A primeira divulgação com os dados ajustados será a taxa de desemprego referente ao trimestre encerrado em junho de 2025, prevista para o próximo dia 31. A reponderação é um procedimento técnico de rotina do instituto e ocorre após a realização de cada censo, com o objetivo de atualizar as estimativas da população ocupada e desocupada no país.
O que muda com a reponderação da Pnad Contínua?
A principal alteração está nos parâmetros usados para representar a população brasileira. O Censo 2022 revelou que o Brasil possuía 203 milhões de habitantes em sua base, número inferior à estimativa anterior usada pela Pnad, que projetava mais de 216 milhões para o mesmo período. Esse ajuste é essencial para tornar os resultados mais precisos e condizentes com a realidade demográfica atual.

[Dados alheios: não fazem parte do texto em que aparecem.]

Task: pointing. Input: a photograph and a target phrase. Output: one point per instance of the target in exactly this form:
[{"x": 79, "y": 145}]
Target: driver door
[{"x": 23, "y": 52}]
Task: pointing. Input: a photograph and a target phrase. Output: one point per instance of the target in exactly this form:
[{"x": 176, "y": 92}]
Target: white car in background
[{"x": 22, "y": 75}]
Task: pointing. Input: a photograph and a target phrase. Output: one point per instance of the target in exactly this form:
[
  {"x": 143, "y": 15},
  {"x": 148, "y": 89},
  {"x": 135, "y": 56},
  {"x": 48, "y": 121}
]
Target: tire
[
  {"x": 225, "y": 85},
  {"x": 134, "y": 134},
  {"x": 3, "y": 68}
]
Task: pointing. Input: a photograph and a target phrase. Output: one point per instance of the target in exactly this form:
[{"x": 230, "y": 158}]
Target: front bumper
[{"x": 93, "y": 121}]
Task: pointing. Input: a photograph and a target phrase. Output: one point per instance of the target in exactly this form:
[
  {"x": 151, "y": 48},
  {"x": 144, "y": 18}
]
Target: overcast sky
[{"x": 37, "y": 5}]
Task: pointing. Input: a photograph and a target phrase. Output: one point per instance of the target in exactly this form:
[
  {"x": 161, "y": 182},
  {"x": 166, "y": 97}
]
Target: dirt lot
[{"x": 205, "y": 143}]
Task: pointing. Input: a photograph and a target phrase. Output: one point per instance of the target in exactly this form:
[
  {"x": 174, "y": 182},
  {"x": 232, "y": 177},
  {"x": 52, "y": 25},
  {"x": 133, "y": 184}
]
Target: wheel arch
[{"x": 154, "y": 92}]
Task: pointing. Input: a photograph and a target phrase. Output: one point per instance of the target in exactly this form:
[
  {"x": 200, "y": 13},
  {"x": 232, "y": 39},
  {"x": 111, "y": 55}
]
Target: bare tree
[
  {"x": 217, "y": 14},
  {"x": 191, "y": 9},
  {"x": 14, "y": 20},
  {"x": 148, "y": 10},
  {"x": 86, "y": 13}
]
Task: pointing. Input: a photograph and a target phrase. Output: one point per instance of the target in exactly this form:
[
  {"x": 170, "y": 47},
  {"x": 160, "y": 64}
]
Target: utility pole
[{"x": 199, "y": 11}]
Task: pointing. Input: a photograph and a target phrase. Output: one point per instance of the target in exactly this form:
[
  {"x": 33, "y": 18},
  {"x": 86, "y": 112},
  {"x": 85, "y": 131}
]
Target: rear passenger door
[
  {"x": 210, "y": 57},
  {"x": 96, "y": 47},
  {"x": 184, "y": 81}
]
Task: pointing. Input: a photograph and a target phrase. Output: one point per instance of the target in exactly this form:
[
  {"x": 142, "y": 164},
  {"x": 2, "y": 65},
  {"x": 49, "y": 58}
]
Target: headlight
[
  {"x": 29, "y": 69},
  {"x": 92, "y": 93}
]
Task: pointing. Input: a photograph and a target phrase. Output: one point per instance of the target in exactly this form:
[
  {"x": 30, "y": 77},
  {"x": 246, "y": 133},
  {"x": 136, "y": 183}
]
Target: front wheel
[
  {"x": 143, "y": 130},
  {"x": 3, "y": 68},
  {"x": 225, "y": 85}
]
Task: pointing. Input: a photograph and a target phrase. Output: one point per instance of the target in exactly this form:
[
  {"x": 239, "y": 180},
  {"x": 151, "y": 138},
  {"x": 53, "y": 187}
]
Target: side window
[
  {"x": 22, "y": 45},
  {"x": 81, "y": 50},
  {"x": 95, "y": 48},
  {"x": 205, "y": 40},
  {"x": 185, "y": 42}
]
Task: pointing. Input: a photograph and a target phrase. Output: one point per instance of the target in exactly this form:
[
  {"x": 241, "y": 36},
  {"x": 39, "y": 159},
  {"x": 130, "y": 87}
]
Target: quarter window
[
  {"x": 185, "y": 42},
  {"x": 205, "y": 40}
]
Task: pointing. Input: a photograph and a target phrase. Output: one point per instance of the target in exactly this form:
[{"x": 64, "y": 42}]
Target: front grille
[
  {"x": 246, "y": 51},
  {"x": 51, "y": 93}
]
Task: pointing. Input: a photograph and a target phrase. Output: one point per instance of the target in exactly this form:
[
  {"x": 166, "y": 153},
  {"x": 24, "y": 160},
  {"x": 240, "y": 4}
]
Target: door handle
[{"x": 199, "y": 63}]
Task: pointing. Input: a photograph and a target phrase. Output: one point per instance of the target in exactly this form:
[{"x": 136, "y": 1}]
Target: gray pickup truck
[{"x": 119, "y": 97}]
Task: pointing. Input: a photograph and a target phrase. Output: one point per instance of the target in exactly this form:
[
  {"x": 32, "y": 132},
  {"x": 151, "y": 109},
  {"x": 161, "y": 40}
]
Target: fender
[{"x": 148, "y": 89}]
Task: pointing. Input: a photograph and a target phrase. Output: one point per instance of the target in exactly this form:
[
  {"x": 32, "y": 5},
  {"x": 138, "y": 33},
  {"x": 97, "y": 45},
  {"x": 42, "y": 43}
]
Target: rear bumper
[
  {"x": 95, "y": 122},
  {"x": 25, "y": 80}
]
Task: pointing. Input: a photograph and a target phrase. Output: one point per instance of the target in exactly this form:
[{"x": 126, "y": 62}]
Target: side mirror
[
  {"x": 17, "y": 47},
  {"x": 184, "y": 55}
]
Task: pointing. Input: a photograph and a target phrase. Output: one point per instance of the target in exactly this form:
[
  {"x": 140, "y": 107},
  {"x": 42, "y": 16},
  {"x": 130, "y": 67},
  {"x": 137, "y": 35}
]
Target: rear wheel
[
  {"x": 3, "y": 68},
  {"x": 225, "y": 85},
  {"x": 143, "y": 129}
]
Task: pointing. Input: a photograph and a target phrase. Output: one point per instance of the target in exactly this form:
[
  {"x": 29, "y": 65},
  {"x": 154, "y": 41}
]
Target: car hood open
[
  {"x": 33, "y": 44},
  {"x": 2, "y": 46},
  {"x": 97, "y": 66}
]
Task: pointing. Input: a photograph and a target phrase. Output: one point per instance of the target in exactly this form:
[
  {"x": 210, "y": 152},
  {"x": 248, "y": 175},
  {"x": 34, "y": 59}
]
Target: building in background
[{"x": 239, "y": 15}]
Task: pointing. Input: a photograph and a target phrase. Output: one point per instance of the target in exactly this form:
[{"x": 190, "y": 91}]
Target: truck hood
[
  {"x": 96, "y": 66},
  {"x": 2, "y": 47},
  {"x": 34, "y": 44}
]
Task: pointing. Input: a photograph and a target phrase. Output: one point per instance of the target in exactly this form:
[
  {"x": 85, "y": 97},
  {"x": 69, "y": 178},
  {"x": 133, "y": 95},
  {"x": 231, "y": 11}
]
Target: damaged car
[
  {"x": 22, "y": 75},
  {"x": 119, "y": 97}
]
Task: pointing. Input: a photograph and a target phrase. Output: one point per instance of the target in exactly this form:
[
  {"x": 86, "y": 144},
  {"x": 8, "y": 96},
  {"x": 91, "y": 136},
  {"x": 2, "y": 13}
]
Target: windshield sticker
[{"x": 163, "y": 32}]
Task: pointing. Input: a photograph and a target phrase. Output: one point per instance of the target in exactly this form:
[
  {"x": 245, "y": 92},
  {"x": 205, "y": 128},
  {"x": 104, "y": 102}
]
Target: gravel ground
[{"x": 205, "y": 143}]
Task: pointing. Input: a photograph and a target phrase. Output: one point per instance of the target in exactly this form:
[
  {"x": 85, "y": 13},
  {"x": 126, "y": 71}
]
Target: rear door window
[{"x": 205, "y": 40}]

Com a reponderação, os dados anteriores da pesquisa também serão atualizados. O IBGE ressalta, no entanto, que as mudanças nas taxas de desemprego devem ser marginais, com pequenas oscilações em números absolutos, sem impacto significativo nas tendências observadas.
Taxa de desemprego no Brasil segue em queda
Mesmo antes da reponderação, os números mais recentes do mercado de trabalho já indicavam melhora. A taxa de desocupação no Brasil caiu para 6,2% no trimestre encerrado em maio de 2025, o menor índice para o período desde o início da série histórica, em 2012. Esse cenário reflete a retomada gradual da economia após os impactos da pandemia de Covid-19.
O menor índice já registrado pela Pnad foi de 6,1%, em novembro de 2024. Por outro lado, o recorde de desemprego no país foi de 14,9%, observado durante os trimestres encerrados em setembro de 2020 e março de 2021, em meio à crise sanitária global.
Minas Gerais tem desemprego abaixo da média nacional
No recorte por estado, Minas Gerais apresentou um desempenho mais favorável. A taxa de desemprego no primeiro trimestre de 2025 ficou em 5,7%, abaixo da média nacional. Mesmo com uma leve alta sazonal em relação ao final de 2024, o número confirma a força do mercado mineiro, especialmente impulsionado pelos setores de serviços, agropecuária e indústria de transformação.
Minas também tem sido destaque na geração de empregos formais. Apenas nos três primeiros meses do ano, mais de 75 mil novas vagas com carteira assinada foram criadas. Desde 2019, o estado acumula mais de 950 mil empregos formais gerados, consolidando-se como um dos motores do mercado de trabalho brasileiro.
Ouro Branco reflete estabilidade econômica na região
Embora não existam dados específicos de taxa de desemprego para Ouro Branco, no Campo das Vertentes, indicadores socioeconômicos apontam para um cenário estável. O município registrou crescimento de mais de 10% no número de empregados formais entre 2021 e 2022, segundo dados do Sebrae.
Com forte presença do setor industrial e elevado PIB per capita, Ouro Branco destaca-se como uma das cidades economicamente mais sólidas da região. Esses fatores contribuem para manter um mercado de trabalho ativo e com boa capacidade de absorção de mão de obra.
Por que esse ajuste é importante?
A atualização dos dados da Pnad Contínua com base no Censo é fundamental para garantir que as estatísticas sobre o desemprego, ocupação e subutilização da força de trabalho estejam alinhadas à realidade demográfica atual. A precisão dessas informações é crucial para formulação de políticas públicas, definição de investimentos e acompanhamento da recuperação econômica.
Além disso, a credibilidade do IBGE e o rigor metodológico da Pnad garantem que as decisões baseadas nesses dados tenham embasamento técnico confiável. A reponderação torna os indicadores ainda mais robustos, reafirmando o compromisso da instituição com a transparência e a qualidade da informação estatística no Brasil.